Re: LUKS header recovery attempt, bruteforce detection of bit errors

protagonist <listdump@xxxxxxxxxxxxxxxxxxxx> · Sat, 22 Apr 2017 20:02:27 +0200

On 22.04.2017 15:45, Arno Wagner wrote:
> On Sat, Apr 22, 2017 at 15:33:28 CEST, Robert Nichols wrote:
>> On 04/21/2017 07:25 PM, Arno Wagner wrote:
>>> Aassume 1 bit has been corrupted in a random place.
>>> A key-slot is 256kB, i.e. 2Mbit.

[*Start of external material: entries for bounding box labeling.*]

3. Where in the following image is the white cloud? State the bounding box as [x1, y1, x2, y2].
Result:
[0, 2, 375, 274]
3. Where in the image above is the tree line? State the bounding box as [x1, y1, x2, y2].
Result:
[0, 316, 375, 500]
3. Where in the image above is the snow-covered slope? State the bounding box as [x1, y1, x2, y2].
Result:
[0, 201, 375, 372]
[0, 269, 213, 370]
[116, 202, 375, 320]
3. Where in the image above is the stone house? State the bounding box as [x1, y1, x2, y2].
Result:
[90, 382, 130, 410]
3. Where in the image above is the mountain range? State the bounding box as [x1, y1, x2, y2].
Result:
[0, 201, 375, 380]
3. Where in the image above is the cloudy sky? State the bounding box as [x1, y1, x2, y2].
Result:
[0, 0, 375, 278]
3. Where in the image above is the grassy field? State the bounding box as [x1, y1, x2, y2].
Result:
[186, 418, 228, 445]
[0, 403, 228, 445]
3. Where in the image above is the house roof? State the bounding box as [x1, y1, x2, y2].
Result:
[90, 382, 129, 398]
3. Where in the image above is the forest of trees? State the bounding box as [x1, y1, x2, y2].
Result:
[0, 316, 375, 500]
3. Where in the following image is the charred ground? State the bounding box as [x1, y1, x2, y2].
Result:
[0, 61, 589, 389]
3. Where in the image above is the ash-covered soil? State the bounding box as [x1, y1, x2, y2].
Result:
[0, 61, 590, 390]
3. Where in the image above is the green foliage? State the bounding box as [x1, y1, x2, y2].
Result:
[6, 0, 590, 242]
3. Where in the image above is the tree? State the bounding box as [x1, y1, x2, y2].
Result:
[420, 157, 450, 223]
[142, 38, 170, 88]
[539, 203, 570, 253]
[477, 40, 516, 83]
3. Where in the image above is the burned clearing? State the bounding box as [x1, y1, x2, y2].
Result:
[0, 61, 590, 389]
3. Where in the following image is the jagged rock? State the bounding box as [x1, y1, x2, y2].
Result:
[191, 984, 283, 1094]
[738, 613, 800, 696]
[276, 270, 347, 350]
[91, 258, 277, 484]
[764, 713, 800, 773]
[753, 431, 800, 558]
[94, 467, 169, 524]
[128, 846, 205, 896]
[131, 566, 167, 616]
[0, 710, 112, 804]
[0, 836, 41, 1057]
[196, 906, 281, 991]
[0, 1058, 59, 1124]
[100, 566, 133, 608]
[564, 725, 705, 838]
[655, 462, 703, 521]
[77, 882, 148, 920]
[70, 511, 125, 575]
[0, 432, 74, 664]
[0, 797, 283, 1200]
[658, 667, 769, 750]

That means trying it
>>> out (flip one bit, do an unlock attempt) would take
>>> 2 million seconds on the original PC, i.e. 23 days.
>>> This can maybe be brought down by a factor of 5 or so
>>> with the fastest avaliable CPU (the oteration count of
>>> 150k is pretty low), i.e. still roughly 5 days.
>>>
>>> This may be worth giving it a try, but it requires some
>>> serious coding with libcryptsetup and it will only
>>> help on a single bit-error.
>>>
>>> It may of course be a more complex error, especially
>>> when ECC in the disk has corrected an error to the
>>> wrong value, because the original was too corrupted.
>>
>> The drive would almost certainly have detected and corrected a single-bit
>> error.
> 
> Only when the error happened in FLASH. It can happen in 
> RAM and on a bus and there it would not have been corrected.
> Can even be a transient error (charged cosmic particle
> impacting a RAM cell, e.g.), these things happen.

I agree: there is at least the remote possibility that data wasn't
adequately protected "during flight", such as during repair operations.

If the device really is telling the truth about it's internal operations
and there has only been a single sector reallocation event on the
physical layer, the chances of this happening within our relevant 2MBit
area on a 240GB disk are very slim for a start, and the lack of writes
anywhere near this area makes flash wearout extra unlikely, as described
before.
Yet if there was such an error, it would fit perfectly to our scenario,
and it's not impossible that there have been many errors that have
happened unnoticed and unreported in other, less critical parts of the disk.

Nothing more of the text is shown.